Eşim de, anneme bakarak " Maalesef  bu sene hac çıkmamış."  Dediğinde derin bir nefes alarak gözlerimi kapattım.

Annem her ne kadar içten içe üzülse de, zoraki gülümseyerek ona " Sağlık olsun oğlum. Seneye deneriz." Dedi. Hasta olduğunda asla çocuklarına duyurmazdı. Onun bu özelliğini çok seviyordum.

Eşim de, ona gülümseyerek baktı. Ben de, kahvemi içtikten sonra işimin başına döndüm.

Yarın ağır misafirler vardı. Akşamın nasıl olduğunu anlamamıştım. Kaç saattir mutfaktaydım kim bilir..
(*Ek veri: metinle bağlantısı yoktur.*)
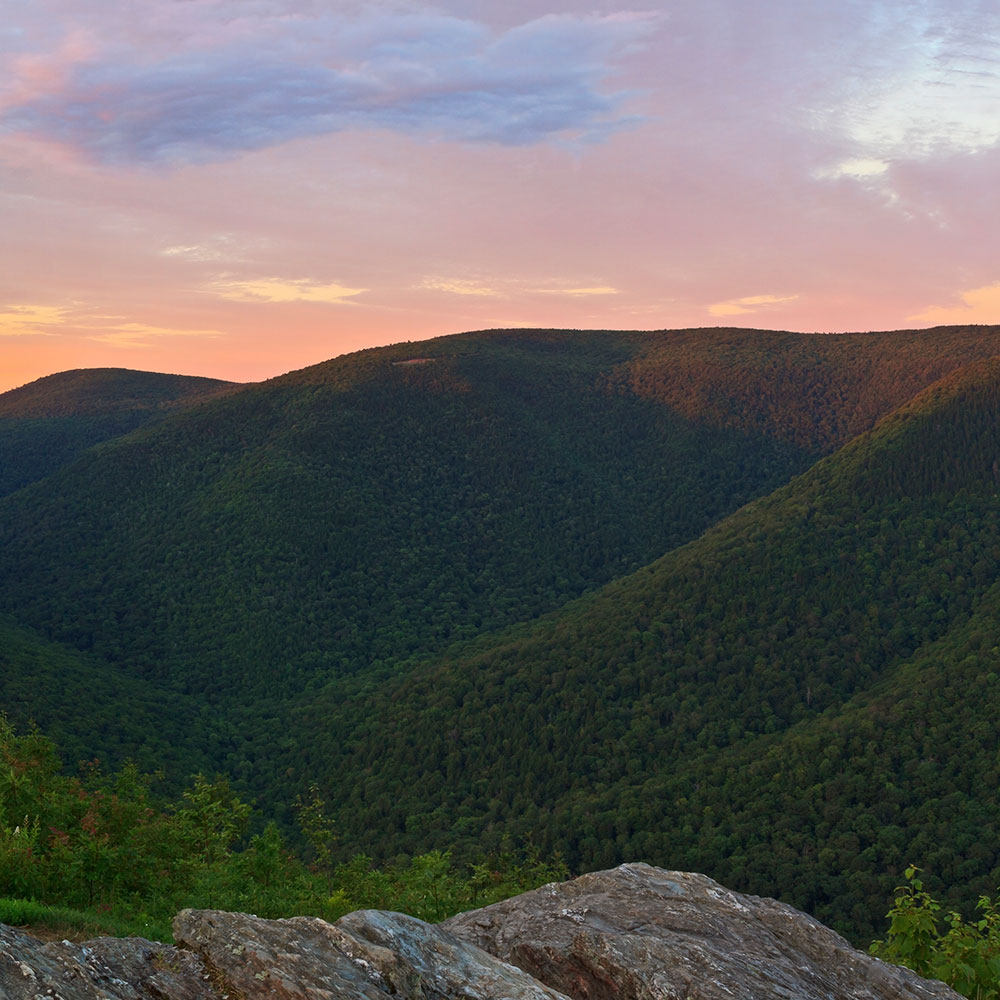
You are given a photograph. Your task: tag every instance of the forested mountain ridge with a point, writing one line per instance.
(745, 705)
(49, 422)
(299, 556)
(817, 391)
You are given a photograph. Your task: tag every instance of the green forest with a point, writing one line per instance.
(719, 600)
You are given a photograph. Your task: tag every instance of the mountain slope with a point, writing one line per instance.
(630, 723)
(85, 704)
(299, 556)
(48, 423)
(367, 510)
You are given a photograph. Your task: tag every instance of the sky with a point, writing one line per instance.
(239, 188)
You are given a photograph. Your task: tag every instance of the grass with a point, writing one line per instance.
(58, 922)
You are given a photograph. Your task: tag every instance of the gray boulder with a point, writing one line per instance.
(103, 969)
(369, 954)
(641, 933)
(634, 933)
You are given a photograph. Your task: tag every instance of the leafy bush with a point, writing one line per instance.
(964, 954)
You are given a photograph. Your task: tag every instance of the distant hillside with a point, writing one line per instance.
(367, 510)
(816, 391)
(49, 422)
(506, 582)
(744, 705)
(93, 708)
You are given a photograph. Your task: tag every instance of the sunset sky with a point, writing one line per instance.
(238, 188)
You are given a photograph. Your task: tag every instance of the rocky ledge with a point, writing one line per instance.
(632, 933)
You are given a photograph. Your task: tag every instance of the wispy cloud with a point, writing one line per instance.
(143, 335)
(30, 321)
(283, 290)
(748, 304)
(978, 305)
(461, 286)
(580, 292)
(262, 80)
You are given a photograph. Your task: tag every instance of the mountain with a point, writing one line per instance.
(49, 422)
(799, 700)
(591, 587)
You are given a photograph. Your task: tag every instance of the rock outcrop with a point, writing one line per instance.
(641, 933)
(103, 969)
(633, 933)
(368, 954)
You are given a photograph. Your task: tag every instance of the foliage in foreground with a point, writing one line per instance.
(963, 953)
(100, 852)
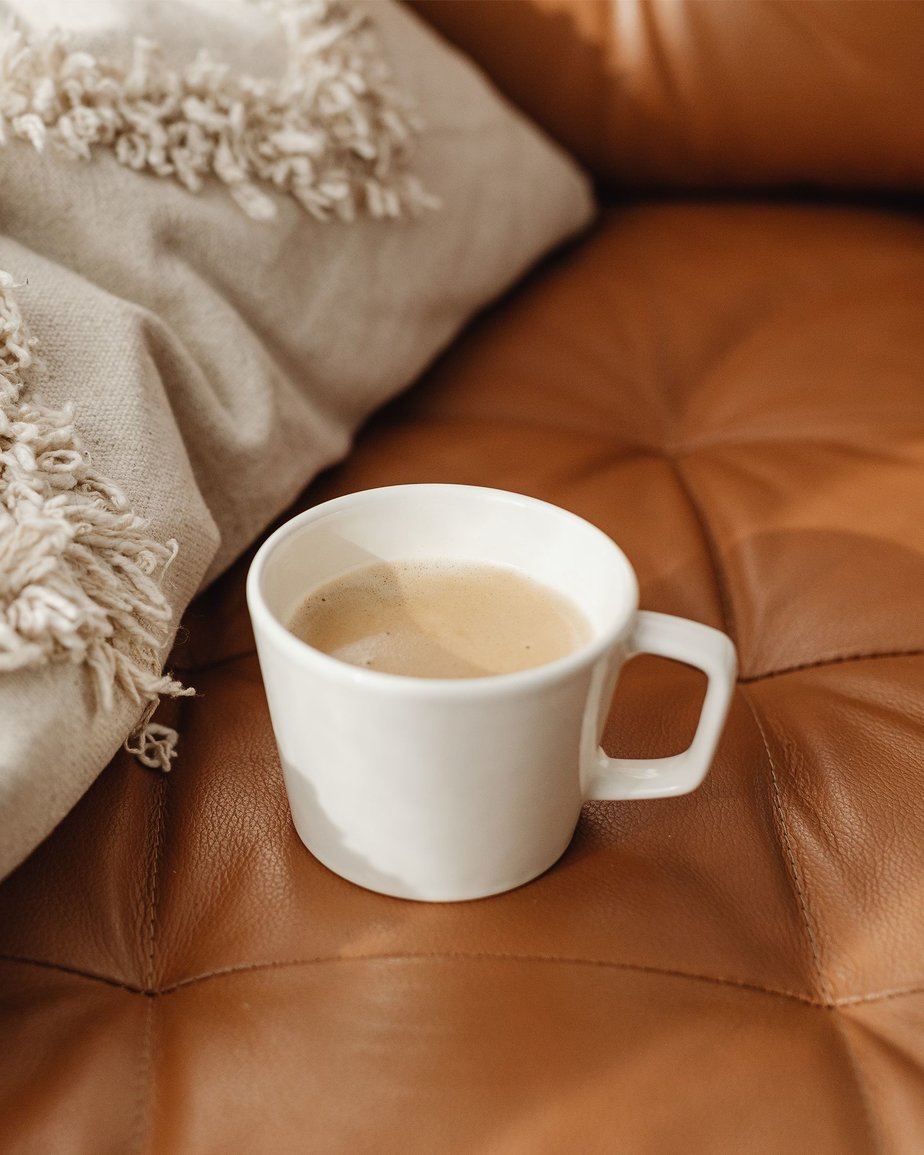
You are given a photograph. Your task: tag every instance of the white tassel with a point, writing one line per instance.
(332, 132)
(80, 578)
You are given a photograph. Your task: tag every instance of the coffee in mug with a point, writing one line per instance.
(438, 787)
(440, 619)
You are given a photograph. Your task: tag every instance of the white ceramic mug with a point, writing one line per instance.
(451, 789)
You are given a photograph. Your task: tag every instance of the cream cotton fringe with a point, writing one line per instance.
(80, 578)
(332, 133)
(79, 575)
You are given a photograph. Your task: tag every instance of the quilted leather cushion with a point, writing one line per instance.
(734, 394)
(712, 92)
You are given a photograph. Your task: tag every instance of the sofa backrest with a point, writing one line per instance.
(712, 94)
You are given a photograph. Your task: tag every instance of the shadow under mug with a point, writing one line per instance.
(452, 789)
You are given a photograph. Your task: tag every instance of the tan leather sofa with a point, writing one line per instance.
(728, 377)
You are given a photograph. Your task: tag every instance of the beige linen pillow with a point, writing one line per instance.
(213, 363)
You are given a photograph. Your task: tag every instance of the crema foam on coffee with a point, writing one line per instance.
(440, 619)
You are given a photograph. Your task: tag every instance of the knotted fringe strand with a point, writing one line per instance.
(333, 132)
(80, 576)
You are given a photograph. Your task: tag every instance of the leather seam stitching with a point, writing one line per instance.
(827, 996)
(434, 955)
(843, 1003)
(839, 660)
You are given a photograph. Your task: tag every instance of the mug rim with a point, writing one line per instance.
(400, 684)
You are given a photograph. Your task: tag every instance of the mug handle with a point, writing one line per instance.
(662, 777)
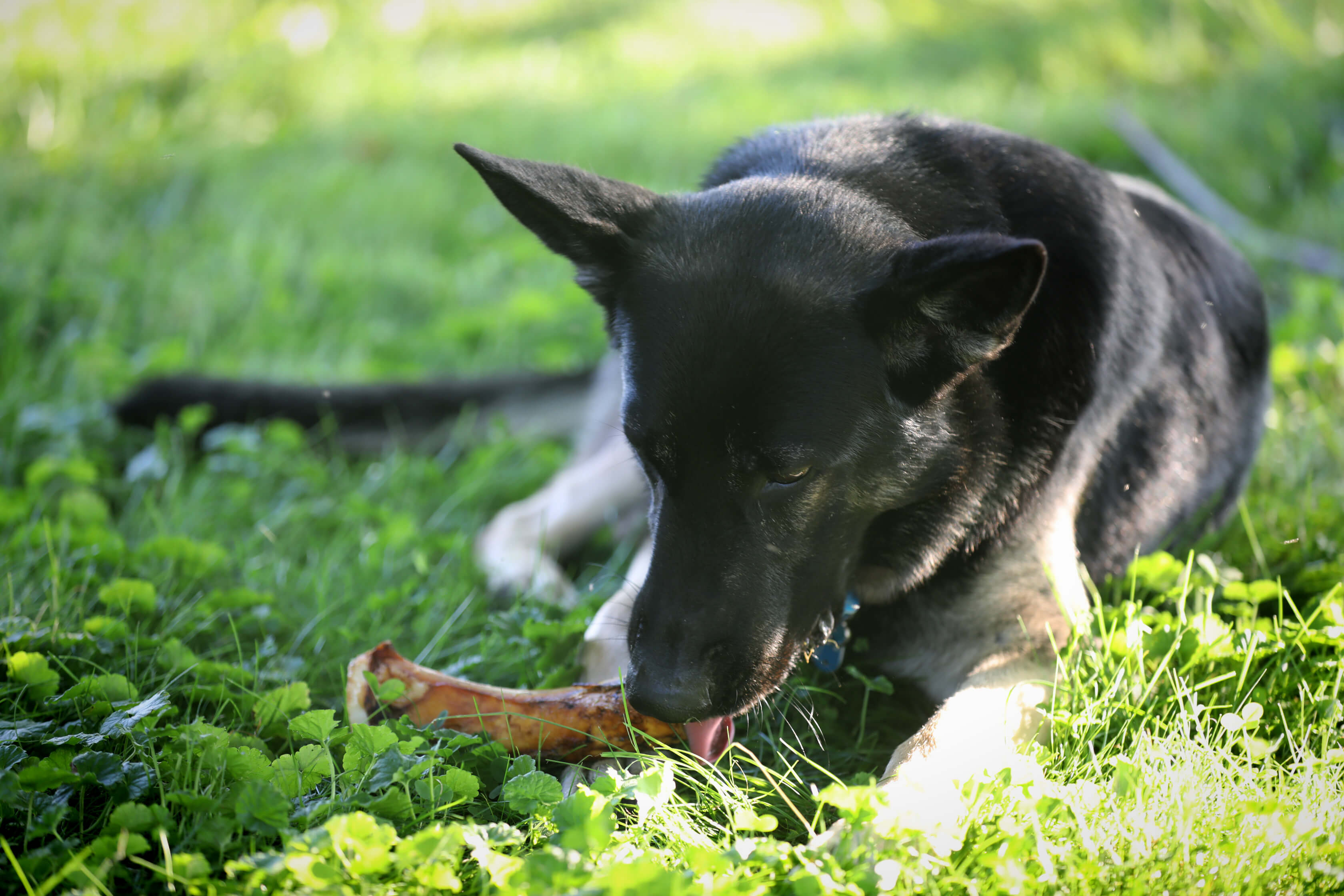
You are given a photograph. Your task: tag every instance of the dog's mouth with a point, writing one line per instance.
(710, 738)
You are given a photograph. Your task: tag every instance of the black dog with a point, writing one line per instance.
(926, 363)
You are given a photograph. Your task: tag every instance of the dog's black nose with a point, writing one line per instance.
(674, 698)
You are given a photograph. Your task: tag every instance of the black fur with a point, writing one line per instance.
(861, 297)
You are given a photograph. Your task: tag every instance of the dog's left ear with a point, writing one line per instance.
(592, 221)
(951, 304)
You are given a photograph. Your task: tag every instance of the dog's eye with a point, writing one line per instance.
(788, 477)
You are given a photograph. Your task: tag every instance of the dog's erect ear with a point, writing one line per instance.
(592, 221)
(951, 304)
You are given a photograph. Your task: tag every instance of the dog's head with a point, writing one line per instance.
(790, 347)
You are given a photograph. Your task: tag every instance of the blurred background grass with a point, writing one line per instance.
(269, 188)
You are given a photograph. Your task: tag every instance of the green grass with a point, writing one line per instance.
(187, 191)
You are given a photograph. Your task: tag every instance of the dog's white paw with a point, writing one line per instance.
(924, 802)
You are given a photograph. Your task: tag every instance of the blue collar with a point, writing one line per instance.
(831, 653)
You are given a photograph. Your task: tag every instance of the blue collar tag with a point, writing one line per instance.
(831, 653)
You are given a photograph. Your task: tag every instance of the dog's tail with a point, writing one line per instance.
(541, 404)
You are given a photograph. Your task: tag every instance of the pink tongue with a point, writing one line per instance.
(710, 739)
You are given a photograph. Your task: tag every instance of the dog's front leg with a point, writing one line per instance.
(519, 548)
(982, 728)
(607, 655)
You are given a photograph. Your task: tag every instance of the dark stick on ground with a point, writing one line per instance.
(1198, 195)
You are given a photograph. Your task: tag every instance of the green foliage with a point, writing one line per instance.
(128, 596)
(212, 192)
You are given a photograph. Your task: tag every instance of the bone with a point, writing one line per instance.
(561, 723)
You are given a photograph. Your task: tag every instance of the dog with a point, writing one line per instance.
(913, 366)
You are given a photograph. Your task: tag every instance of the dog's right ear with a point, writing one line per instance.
(592, 221)
(949, 304)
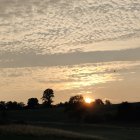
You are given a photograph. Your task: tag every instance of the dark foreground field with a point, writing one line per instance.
(55, 125)
(58, 131)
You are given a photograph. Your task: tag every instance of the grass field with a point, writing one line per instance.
(51, 124)
(36, 132)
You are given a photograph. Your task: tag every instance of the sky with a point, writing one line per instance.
(88, 47)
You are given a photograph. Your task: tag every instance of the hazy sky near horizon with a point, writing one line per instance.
(89, 47)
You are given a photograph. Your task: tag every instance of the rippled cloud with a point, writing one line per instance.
(62, 26)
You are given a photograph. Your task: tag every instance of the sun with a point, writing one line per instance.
(88, 100)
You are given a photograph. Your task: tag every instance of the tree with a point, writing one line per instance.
(32, 102)
(47, 97)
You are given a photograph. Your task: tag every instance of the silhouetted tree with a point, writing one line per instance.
(13, 105)
(32, 102)
(47, 97)
(2, 105)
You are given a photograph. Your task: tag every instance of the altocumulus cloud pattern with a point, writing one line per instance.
(64, 26)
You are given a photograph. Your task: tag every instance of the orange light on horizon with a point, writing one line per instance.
(88, 100)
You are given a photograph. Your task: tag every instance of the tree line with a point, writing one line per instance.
(77, 108)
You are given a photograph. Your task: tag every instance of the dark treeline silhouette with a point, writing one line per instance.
(77, 109)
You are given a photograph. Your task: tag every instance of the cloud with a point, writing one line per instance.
(62, 26)
(16, 60)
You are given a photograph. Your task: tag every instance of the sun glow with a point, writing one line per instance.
(88, 100)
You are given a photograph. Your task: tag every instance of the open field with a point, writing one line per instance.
(54, 124)
(35, 132)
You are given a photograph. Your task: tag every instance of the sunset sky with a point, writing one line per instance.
(88, 47)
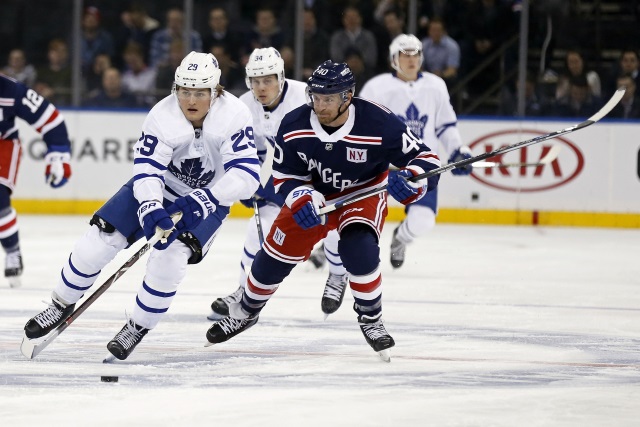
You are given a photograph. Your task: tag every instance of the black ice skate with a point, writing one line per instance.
(49, 319)
(397, 250)
(333, 293)
(13, 268)
(220, 307)
(318, 257)
(376, 335)
(126, 340)
(227, 328)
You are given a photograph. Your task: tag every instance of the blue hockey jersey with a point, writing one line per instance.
(353, 159)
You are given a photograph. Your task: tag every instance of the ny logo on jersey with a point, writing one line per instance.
(191, 172)
(414, 121)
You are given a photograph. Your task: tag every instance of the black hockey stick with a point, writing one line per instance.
(606, 109)
(31, 349)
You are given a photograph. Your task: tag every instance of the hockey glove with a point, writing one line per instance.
(304, 202)
(57, 170)
(462, 153)
(195, 207)
(153, 216)
(405, 191)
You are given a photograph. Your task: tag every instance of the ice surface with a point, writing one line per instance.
(494, 326)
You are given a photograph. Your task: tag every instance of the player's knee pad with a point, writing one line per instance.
(420, 220)
(167, 268)
(359, 249)
(269, 270)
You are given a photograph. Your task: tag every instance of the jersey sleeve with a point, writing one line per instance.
(43, 116)
(242, 167)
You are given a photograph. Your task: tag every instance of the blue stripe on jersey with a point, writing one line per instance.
(77, 272)
(151, 162)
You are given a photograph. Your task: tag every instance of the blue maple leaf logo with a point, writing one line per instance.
(190, 171)
(414, 121)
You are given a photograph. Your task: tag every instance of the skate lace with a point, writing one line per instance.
(335, 286)
(374, 330)
(229, 324)
(128, 336)
(49, 316)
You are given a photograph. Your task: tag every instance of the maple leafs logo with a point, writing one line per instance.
(190, 171)
(414, 121)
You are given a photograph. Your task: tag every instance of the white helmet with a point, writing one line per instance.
(264, 62)
(407, 44)
(198, 70)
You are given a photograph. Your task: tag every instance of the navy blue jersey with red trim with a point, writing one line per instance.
(353, 159)
(18, 100)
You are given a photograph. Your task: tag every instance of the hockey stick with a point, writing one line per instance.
(547, 159)
(30, 349)
(591, 120)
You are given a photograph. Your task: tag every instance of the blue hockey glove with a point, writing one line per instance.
(461, 153)
(195, 207)
(404, 191)
(304, 202)
(152, 216)
(57, 170)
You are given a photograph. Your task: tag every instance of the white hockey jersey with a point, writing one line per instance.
(266, 123)
(171, 158)
(423, 105)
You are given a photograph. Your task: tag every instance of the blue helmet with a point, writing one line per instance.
(332, 77)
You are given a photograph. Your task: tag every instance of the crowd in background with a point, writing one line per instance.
(130, 50)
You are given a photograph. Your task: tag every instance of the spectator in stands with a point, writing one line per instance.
(441, 52)
(94, 40)
(579, 102)
(137, 27)
(316, 44)
(112, 94)
(220, 34)
(629, 105)
(575, 66)
(162, 38)
(138, 78)
(18, 68)
(54, 78)
(353, 36)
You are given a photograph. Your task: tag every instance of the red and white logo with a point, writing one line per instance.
(563, 169)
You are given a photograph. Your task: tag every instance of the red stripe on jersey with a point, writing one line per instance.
(367, 287)
(52, 117)
(363, 139)
(298, 134)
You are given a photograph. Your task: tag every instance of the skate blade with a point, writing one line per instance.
(385, 355)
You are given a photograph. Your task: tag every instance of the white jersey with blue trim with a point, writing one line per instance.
(265, 122)
(423, 105)
(171, 158)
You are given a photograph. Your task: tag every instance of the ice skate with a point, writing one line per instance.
(126, 340)
(318, 257)
(397, 250)
(237, 321)
(49, 319)
(333, 293)
(220, 307)
(376, 335)
(13, 268)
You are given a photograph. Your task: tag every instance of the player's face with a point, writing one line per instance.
(266, 89)
(194, 103)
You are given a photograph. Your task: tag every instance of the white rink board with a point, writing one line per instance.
(595, 171)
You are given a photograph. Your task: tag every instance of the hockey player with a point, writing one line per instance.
(18, 100)
(332, 149)
(421, 100)
(269, 98)
(196, 155)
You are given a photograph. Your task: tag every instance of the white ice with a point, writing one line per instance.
(494, 326)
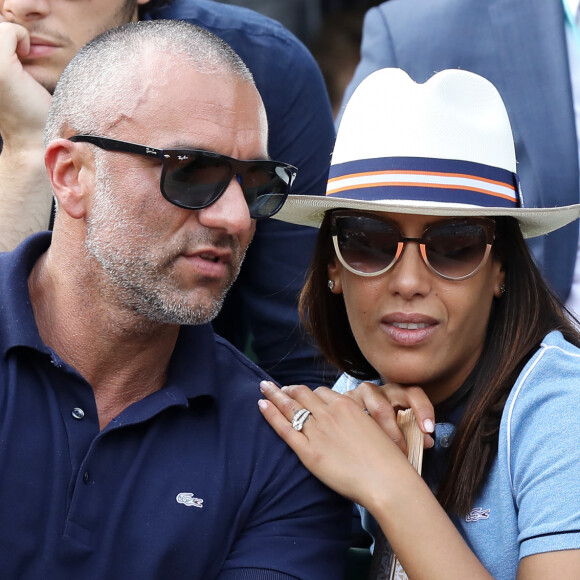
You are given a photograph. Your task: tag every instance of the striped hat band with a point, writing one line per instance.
(423, 179)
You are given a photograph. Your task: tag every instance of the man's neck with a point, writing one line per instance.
(123, 357)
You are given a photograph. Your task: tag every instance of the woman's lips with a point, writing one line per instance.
(408, 329)
(40, 48)
(210, 263)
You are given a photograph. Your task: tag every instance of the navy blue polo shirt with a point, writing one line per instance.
(189, 482)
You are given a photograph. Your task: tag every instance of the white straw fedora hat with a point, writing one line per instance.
(441, 148)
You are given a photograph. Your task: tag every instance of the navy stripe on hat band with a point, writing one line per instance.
(424, 179)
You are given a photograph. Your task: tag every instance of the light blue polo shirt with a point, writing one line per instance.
(530, 502)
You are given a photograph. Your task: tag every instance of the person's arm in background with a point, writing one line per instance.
(376, 52)
(262, 304)
(25, 194)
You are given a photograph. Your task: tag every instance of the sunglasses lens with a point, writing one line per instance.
(266, 186)
(455, 249)
(197, 181)
(366, 244)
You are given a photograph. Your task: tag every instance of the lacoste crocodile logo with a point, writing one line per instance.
(477, 514)
(189, 500)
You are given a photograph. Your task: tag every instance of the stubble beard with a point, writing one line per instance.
(144, 283)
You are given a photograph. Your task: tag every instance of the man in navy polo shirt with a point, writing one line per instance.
(131, 445)
(260, 312)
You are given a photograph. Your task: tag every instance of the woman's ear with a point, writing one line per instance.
(499, 287)
(335, 277)
(67, 170)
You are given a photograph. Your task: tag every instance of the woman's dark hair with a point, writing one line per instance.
(519, 320)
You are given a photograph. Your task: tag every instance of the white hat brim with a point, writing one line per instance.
(309, 210)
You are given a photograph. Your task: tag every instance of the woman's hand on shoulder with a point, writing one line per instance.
(338, 441)
(384, 401)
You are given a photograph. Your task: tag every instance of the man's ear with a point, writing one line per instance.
(68, 172)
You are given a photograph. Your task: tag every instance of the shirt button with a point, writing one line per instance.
(78, 413)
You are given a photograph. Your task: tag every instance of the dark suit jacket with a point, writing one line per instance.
(520, 46)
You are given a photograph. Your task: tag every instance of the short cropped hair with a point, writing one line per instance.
(100, 78)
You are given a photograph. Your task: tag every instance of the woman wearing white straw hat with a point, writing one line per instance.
(421, 282)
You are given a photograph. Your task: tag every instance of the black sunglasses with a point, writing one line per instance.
(369, 245)
(195, 179)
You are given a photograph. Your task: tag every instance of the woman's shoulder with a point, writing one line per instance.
(550, 378)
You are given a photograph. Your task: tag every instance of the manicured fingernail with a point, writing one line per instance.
(266, 386)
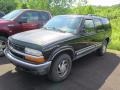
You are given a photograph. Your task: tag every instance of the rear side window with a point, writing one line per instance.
(89, 26)
(44, 16)
(98, 24)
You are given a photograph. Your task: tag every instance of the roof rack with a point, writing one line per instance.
(91, 15)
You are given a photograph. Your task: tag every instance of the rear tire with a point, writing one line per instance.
(102, 50)
(3, 42)
(60, 68)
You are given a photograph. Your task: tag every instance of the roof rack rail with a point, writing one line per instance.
(91, 15)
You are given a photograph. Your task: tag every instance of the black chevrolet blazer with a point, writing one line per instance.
(51, 49)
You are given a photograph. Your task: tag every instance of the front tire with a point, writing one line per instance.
(101, 51)
(3, 42)
(60, 68)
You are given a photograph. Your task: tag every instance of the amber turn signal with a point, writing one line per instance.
(35, 59)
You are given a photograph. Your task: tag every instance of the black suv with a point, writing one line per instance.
(51, 49)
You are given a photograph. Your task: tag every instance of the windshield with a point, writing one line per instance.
(68, 24)
(12, 15)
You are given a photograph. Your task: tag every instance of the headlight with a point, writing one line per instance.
(33, 52)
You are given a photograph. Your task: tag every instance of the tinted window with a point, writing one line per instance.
(12, 15)
(44, 16)
(98, 24)
(106, 23)
(89, 26)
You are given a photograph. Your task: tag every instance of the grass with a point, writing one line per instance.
(115, 42)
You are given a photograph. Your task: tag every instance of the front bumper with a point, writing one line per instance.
(35, 68)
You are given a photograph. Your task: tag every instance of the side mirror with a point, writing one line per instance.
(22, 20)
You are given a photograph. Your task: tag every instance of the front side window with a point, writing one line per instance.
(89, 26)
(68, 24)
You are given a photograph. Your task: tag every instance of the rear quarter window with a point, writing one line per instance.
(98, 24)
(44, 16)
(106, 23)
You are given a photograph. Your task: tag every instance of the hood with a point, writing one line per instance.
(41, 37)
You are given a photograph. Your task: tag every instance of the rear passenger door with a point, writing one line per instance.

En sonunda annemin bana bakarak " Hadi, kızım. Geç oldu bırak artık. Erkenden yatalım ki, yarın erken kalkalım." Demesiyle başımı salladım.

O gece hepimiz güzel bir duş almış, en güzel kıyafetleri ayarlamıştık.

Yorgun olduğum için de, hemen uykuya daldım.

Bayram sabahı.

Eşim erkenden bayram namazına gitmişti. Biz de, onunla birlikte kalkmış, son hazırlıkları tamamladık.

Kapı çaldığında Yaren koşarak kapıya bakmaya gitti. Gelen çocuklardı. Ona yüksek sesle " İyi bayramlar."  Dediklerinde Yaren de, onlara gülümseyerek çikolata tuttu.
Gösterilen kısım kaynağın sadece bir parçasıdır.